MLP-HAR: Boosting Performance and Efficiency of HAR Models on Edge Devices with Purely Fully Connected Layers

Neural network models have demonstrated exceptional performance in wearable human activity recognition (HAR) tasks. However, the increasing size or complexity of HAR models significantly impacts their deployment on wearable devices with limited computational power. In this study, we introduce a novel HAR model architecture named Multi-Layer Perceptron-HAR (MLP-HAR), which contains solely fully connected layers. This model is specifically designed to address the unique characteristics of HAR tasks, such as multi-modality interaction and global temporal information. The MLP-HAR model employs fully connected layers that alternately operate along the modality and temporal dimensions, enabling multiple fusions of information across these dimensions. Our proposed model demonstrates comparable performance with other state-of-the-art HAR models on six open-source datasets, while utilizing significantly fewer learnable parameters and exhibiting lower model complexity.
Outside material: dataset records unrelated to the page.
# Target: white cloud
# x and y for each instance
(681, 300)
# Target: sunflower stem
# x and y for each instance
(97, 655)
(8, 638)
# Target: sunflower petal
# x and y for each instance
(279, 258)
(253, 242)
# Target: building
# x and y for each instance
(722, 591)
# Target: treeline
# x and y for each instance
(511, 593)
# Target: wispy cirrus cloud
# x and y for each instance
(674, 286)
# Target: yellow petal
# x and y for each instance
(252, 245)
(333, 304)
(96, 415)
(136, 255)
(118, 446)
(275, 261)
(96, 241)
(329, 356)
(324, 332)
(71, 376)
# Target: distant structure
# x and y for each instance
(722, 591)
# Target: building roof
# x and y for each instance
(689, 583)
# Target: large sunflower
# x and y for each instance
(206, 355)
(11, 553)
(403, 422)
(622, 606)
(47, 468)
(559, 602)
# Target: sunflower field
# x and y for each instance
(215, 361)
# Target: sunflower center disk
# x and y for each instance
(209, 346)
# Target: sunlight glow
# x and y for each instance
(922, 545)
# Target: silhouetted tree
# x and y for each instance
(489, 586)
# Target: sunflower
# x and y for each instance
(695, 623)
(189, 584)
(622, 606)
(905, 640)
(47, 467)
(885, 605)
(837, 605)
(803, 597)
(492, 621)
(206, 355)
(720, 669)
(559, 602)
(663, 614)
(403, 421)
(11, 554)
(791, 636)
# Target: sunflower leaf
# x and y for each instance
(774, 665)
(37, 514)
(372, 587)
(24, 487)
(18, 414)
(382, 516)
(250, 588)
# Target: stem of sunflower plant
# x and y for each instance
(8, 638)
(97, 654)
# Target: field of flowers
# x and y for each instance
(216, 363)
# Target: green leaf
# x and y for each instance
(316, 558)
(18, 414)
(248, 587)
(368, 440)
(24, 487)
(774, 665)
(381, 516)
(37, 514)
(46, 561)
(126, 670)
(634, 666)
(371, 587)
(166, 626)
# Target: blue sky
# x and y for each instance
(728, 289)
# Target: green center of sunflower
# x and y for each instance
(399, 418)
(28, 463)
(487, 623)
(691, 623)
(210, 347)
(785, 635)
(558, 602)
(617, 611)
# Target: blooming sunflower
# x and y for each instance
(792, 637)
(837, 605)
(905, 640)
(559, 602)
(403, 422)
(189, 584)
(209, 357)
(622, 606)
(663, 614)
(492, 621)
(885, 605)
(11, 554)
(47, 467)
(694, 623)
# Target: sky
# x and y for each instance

Specifically, the complexity of our model is at least ten times smaller than that of the TinyHAR model and several hundred times smaller than the benchmark model DeepConvLSTM. Additionally, due to its purely fully connected layer-based architecture, MLP-HAR offers the advantage of ease of deployment. To substantiate these claims, we report the inference time performance of MLP-HAR on the Samsung Galaxy Watch 5 PRO and the Arduino Portenta H7 LITE, comparing it against other state-of-the-art HAR models.